どちらも対象は債権?ファクタリングと債権回収の違い

売掛債権をファクタリング会社に売って、その代金を期日より先に現金化して受け取るファクタリングと、管理している債権を代わりに回収してくれる債権回収との違いがよくわからないという方もいるようです。

実際、ファクタリングと債権回収はまったく別の業務ですので、それぞれの特徴や違いなどを確認しておきましょう。

 

ファクタリングとは?

対象となる債権は支払期日から遅延していない売掛債権です。

売掛債権をファクタリング会社に買い取ってもらい、支払期日が到来する前に現金化することが可能なので、支払いサイトの長い売掛金などの入金を早めたいときに便利な資金調達方法です。

審査も実施されますが、融資で重視される項目とは異なり、売掛先の信用力が重要となります。

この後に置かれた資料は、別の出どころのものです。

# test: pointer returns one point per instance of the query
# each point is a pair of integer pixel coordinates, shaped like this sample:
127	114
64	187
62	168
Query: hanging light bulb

現金化までが早いことで、急に資金が必要という場合でも対応しやすいことが特徴といえます。

ファクタリングの種類

ファクタリングにはいくつか種類がありますので、それぞれの内容をご説明します。

買取ファクタリング

ファクタリング会社が売掛債権を買い取り、支払期日よりも早くその代金を現金化する方法です。多くの中小企業などで利用されている、一般的なファクタリングの形といえるでしょう。

医療報酬債権ファクタリング

病院などを受診した方の保険負担分の医療報酬は、国民健康保険団体連合会や社会保険診療報酬支払基金に対し請求を行うことで医療機関に支払われます。しかし、請求から入金までの期間は2か月程かかることがあるため、医療報酬債権を先に現金化する手法が医療報酬債権ファクタリングです。

保証ファクタリング

売掛債権が確実に支払われることを保証する方法です。売掛先企業の信用調査や与信審査をファクタリング会社が行い、その売掛債権を保証することになりますが、期日どおりに売掛債権が支払われない場合にはファクタリング会社が保証金額を支払うこととなります。

国際ファクタリング

保証ファクタリングの1つで、取引先が海外である場合の売掛債権の支払いを保証や買い取ってもらうことで資金を調達する方法です。

 

債権回収会社に依頼する債権回収とは?

本来であれば債権は債権者が回収することが原則ですが、不良債権化した債権などを債権回収を専門とする会社に代わりに回収してもらう方法です。

債権回収を行うことができるのは、認定司法書士(140万円以下の債権に限る)、弁護士、そして債権管理回収業に関する特別措置法の規制と許可を受けた債権回収会社です。

支払い期日を過ぎた銀行などの貸付債権やリース・クレジット債権、法的倒産手続き中の方が有する金銭債権などの特定金銭債権を買い取ってもらい、回収を待たなくても現金化することが可能となります。

 

状況に合う資金の調達方法を

これらのことから、ファクタリングと債権回収は回収の対象となる債権や利用するタイミングなどが異なることがわかるはずです。

売掛金を期日より早く現金化させたい場合にはファクタリング、特定金銭債権の回収を待たずできるだけ現金化させたいという場合は債権回収会社に債権回収を依頼することになるでしょう。